No, I mustn’t. I am doing the right thing.
The constable locks the first gate carefully, leaves the door open. “Shower and get dressed, I don’t have much time.”
I turn on the tap, the water is cold. Stand shivering and naked under the meagre trickle of water, wash my hair, soap my body. Hold the toothbrush out to the constable so that she can apply some toothpaste. Brush and brush to get the sour taste out of my mouth.
She hands me the towel. I dry myself, pretend that I do not feel her eyes on my body. Spray deodorant. Dress.
“Thank you, Constable.”
She takes the redhead’s gym clothes, holds out her hand for the toiletries and the towel. “I’m going to need them tomorrow,” I protest.
“Not allowed to keep them. I’ll see that you get them back. Come.”
She unlocks the cell door, the gate. When she wants to shut the door behind me, I stop her by placing my hand on her arm. She does not draw back, she does not draw her service pistol, she just looks at me with something like sympathy.

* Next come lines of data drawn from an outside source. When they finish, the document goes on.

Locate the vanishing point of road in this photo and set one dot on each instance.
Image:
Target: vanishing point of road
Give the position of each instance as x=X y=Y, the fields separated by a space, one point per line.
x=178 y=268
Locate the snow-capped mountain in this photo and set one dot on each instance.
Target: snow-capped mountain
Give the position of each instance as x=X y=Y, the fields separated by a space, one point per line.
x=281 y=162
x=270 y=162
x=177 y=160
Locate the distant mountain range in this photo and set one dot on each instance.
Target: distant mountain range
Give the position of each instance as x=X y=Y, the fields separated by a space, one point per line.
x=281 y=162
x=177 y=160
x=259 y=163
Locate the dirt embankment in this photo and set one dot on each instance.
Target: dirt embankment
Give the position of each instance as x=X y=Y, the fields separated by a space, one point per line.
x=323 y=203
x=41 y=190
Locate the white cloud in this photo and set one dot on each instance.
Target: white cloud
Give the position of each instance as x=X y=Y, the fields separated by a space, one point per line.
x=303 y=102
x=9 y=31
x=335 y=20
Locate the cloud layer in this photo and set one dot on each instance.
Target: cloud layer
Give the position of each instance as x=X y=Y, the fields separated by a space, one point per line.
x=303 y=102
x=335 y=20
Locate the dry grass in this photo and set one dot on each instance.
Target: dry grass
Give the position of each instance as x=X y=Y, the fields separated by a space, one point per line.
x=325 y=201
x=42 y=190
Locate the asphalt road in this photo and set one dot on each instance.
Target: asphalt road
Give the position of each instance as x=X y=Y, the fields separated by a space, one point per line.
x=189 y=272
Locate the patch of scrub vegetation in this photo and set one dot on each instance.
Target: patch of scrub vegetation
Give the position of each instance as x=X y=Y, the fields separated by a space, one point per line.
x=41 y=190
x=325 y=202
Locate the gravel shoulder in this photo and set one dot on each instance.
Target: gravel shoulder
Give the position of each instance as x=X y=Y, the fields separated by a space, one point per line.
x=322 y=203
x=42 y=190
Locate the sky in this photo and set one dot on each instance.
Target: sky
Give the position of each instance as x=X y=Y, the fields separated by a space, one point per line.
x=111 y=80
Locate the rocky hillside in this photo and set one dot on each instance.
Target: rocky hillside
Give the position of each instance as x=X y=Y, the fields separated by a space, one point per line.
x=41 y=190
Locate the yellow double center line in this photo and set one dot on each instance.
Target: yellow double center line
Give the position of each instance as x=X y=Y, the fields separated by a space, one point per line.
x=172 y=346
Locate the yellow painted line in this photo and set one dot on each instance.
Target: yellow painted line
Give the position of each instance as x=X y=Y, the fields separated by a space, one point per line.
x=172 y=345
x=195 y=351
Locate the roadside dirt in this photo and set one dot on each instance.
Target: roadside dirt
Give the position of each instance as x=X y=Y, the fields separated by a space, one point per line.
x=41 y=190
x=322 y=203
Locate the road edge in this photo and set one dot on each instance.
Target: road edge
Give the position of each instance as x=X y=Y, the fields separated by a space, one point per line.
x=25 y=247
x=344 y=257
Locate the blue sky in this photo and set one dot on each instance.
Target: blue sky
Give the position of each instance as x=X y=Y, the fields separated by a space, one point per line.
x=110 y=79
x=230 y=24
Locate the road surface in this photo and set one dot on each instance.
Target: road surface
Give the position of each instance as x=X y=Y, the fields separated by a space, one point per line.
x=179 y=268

“Are the lights switched off at night?” I ask to make sure.
“No,” she answers softly. “Here it never gets completely dark.”
That’s good, I don’t like the dark.
When I lie down on the mattress again, this time with everything, even my tackies, on, I allow myself to cry for the first time. Allow myself to hope for the first time. Tomorrow the lawyer is going to apply for bail.
Auntie Miriam said, “This time tomorrow you will be home.”